De frontlijn werd in de loop der tijd nog verder ontwikkeld. Achter de eerste stelling in de frontlijn werd een tweede stelling tot stand gebracht met dezelfde opbouw van opstellingen, schuilplaatsen en hindernissen. Soms werd daarachter nog een derde stelling gebouwd. Deze reservestellingen waren op een onderlinge afstand van 5 à 6 km van elkaar gesitueerd, zodat de vijand, wanneer hij een stelling had veroverd, zijn artilleriestukken moest verplaatsen om de volgende stelling onder vuur te kunnen nemen.
Deze tweede en eventueel derde stelling lagen daardoor in veel rustiger terreingedeelten dan de voorste stelling in de frontlijn. Bij de aanleg van de stellingen in het achterland kon ook volle aandacht worden besteed aan de aanleg van waarnemingsposten en mitrailleurnesten met mogelijkheden tot het afgeven van flankerend vuur. Normaal waren deze reservestellingen niet bezet, maar er waren wel troepen in de nabijheid gelegerd, die in geval van alarm deze stellingen konden bemannen.
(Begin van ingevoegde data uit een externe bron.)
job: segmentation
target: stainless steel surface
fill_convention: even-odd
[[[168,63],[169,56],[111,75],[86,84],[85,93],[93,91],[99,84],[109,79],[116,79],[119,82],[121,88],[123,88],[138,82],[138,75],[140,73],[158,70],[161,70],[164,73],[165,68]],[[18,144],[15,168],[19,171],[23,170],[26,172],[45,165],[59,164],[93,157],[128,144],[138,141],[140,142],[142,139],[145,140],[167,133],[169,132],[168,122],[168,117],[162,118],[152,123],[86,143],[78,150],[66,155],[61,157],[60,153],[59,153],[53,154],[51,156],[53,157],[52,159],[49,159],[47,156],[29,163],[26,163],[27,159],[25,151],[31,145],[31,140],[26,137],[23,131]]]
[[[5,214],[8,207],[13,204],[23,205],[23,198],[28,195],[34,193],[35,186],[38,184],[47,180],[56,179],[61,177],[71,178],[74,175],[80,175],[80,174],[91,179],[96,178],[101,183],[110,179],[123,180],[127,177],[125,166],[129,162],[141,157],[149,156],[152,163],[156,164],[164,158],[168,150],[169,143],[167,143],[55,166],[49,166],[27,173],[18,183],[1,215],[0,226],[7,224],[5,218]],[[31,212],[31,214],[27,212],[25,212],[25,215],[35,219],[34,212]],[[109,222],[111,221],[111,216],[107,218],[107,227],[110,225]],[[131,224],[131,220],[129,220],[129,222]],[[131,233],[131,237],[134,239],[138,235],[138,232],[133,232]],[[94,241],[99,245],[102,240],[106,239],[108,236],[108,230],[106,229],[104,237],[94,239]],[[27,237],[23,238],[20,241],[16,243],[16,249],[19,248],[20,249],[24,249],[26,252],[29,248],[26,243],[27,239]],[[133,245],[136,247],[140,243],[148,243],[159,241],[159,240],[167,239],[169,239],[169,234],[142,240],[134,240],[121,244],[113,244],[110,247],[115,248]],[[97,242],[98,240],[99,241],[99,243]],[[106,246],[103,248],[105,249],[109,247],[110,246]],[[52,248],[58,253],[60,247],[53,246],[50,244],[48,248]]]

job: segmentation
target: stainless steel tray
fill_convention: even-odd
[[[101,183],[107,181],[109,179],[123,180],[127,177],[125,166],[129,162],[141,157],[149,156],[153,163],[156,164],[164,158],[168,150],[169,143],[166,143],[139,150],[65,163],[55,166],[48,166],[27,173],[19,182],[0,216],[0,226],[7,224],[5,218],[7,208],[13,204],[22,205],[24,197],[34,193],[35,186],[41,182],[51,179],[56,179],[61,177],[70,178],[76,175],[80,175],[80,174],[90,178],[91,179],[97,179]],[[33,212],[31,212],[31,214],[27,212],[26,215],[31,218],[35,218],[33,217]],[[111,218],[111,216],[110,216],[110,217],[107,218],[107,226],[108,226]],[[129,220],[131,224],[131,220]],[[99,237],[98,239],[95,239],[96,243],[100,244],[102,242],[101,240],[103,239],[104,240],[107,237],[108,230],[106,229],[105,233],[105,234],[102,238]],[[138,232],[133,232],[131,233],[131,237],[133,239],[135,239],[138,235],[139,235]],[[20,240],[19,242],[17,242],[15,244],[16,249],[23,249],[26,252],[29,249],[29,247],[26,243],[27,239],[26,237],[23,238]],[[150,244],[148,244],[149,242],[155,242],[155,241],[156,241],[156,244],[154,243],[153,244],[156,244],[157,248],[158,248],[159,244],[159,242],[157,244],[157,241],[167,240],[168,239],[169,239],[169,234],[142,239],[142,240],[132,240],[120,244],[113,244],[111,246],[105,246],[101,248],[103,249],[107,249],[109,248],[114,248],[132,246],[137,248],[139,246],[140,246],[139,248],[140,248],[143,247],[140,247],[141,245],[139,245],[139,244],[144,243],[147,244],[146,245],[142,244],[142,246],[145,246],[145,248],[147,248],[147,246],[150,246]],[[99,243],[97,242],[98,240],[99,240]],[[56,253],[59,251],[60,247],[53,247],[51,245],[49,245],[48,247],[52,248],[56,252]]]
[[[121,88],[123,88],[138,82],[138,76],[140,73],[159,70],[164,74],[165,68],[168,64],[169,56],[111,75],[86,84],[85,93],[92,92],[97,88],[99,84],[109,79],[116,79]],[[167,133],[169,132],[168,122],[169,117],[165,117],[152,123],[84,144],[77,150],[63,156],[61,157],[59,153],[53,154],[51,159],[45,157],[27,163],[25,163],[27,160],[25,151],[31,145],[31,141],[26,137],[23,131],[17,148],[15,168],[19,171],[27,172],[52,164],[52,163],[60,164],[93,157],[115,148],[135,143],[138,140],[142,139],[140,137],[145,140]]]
Aan de vele gevaren die de frontsoldaat bedreigenden werd nog het vliegtuig toegevoegd. De soldaat moest niet alleen onzichtbaar blijven voor de vijand op de grond maar ook voor de vijand vanuit de lucht. De camouflage ontwikkelde zich dan ook als aparte militair specialisatie.
Camouflagemaatregelen moesten telkens opnieuw aan het jaargetijde worden aangepast. Ook werden schijnstellingen en schijngeschut (van
hout en soms van karton) in de linies opgenomen om de vijandelijke luchtwaarneming te misleiden.
Daarnaast werd vanaf 1915 verschillende soorten gifgassen toegepast als strijdwapen. Het antwoord hierop was het gasmasker en gasbeschermende kleding voor de individuele soldaat en de met neutraliserende vloeistoffen geïmpregneerde gasgordijnen met gassluizen voor de
ingangen van de onderkomens in de linies.